Die Reaktion kam prompt. Nur zwei Tage nachdem die EU-Kommission den Strafzoll von bis zu 68 Prozent auf chinesische Solarprodukte beschlossen hat, scheint China nun zurückzuschlagen. Chinas Handelsministerium kündigte am Freitag an, es werde die Preise von Rohren ohne Schweißnähte aus den USA, der EU und Japan überprüfen. Die Teile werden vor allem in Heißwasserspeichern und Dampfleitungen von Kraftwerken verwendet. Dem chinesischen Handelsministerium liegt nach eigenem Bekunden eine Beschwerde eines chinesischen Unternehmens vor, das sich über Preisdumping beklagt.
Offiziell bestreitet das Handelsministerium einen unmittelbaren Zusammenhang zur jüngsten Strafaktion der EU-Kommission. Und doch ist der Zeitpunkt alles andere als ein Zufall – zumal der Sprecher des chinesischen Handelsministeriums erst am Donnerstag vor einem Handelskrieg warnte. „Wir hoffen, dass die EU noch zu einer umsichtigen Entscheidung findet“, sagt er. Und auch Chinas Botschafter bei der Welthandelsorganisation, Yi Xiaozhun, der momentan bei der WTO-Jahrestagung in Genf weilt, bedauerte das Vorgehen der EU-Kommission. Es sende ein „Signal für wachsenden Protektionismus“ aus. Droht nun zwischen Europa und China wegen der Solarmodule ein regelrechter Handelskrieg?
Davon ist nicht auszugehen. Die Strafzölle auf chinesische Solarmodule sind zwar für die Hersteller ärgerlich. Auch empfindet man das Vorgehen in China als ungerecht. Schließlich hat auch die europäische Solarindustrie jahrelang von Subventionen profitiert. Chinas Führung will Solarmodule für jeden erschwinglich machen – vor allem im eigenen Land. Angesichts des von Kohlekraftwerken verursachten Smogs sehnen sich auch die Chinesen nach der Energiewende.
Auf einen umfassenden Handelskrieg aber wird es die größte Export- und Handelsnation der Welt nicht ankommen lassen. Dafür ist Chinas Wirtschaft zu sehr auf den Welthandel angewiesen. Die Ankündigung einer Anti-Dumping-Untersuchung gegen Rohre ohne Schweißnähte ist auch keine unmittelbare Antwort auf den Solarstreit. Es geht dabei um einen Streit, der seit geraumer Zeit geführt wird.
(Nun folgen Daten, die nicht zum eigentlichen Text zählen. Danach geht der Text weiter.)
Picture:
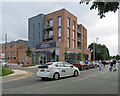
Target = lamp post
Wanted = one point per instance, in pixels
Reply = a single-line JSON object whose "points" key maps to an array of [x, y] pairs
{"points": [[96, 48]]}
Die USA, Japan, Australien und Mexiko werfen ihrerseits China vor, Rohre unter dem Marktpreis zu verkaufen.
Handelsstreitigkeiten im Rahmen der Welthandelsorganisation sind ebenfalls ein völlig normaler Vorgang unter den Mitgliedsstaaten. China steht dabei keineswegs allein am Pranger. So sieht sich die Volksrepublik nach Angaben der Welthandelsorganisation derzeit 30 Klagen ausgesetzt, sie selbst klagt in 12 Fällen. Die EU wiederum klagt in 87 Fällen und hat 73 Klagen gegen sich. Spitzenreiter sowohl als Kläger als auch als Angeklagter: die USA. Sie treten derzeit in 105 Fällen als Kläger auf, müssen sich jedoch in 119 Fällen Klagen anhören.